А вот давайте заглянем в будущее. За огненный рубеж 24 февраля. Заглянули? Что увидели? Март, весна, солнышко, те же рожи.
Уже позади переговоры о формировании правящей коалиции. Уже кого надо и сколько надо сразило акулье обаяние. Уже прожеваны и процежены слова: ради Молдовы, ее будущего, ради народа нашего! Уже сделаны первые заказы в автосалонах и под натиском непривычного скотча отступила бессоница. Уже не стыдно смотреть в глаза соседям, а жене – и подавно: вон поблескивает в ушах, вон желтеет на пальце, вон эротично краснеет под халатиком.
Все, будущее наступило!
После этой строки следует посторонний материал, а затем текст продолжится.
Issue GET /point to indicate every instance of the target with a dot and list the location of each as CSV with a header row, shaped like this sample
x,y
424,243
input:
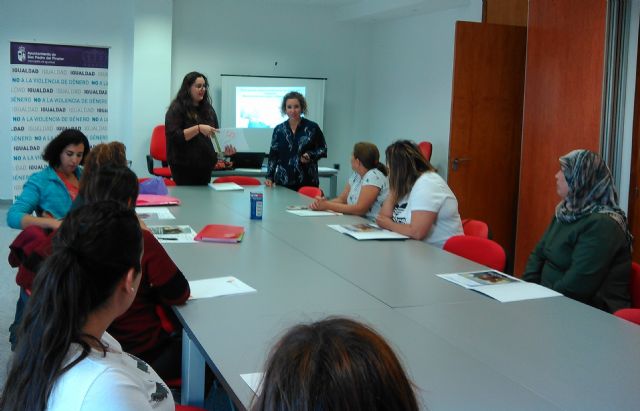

Вернее – отступило, но это давно без разницы. Зато наступила окончательная стабильность. Терминальная. Прозекторская при палате для умалишенных. Чистенько, но бедненько. Зато с демократией все в порядке: у вас есть выбор – либо жить среди тихопомешанных, либо – добро пожаловать на стол. Ответственные за демократию надсмотрщики во главе с небольшим таким, шустрым, в белом халате с подозрительными пятнами сортируют четко. Этих – сюда на уколы, этих – туда с номерком на ноге. Впрочем, будущее окончилось и для тех, и для других.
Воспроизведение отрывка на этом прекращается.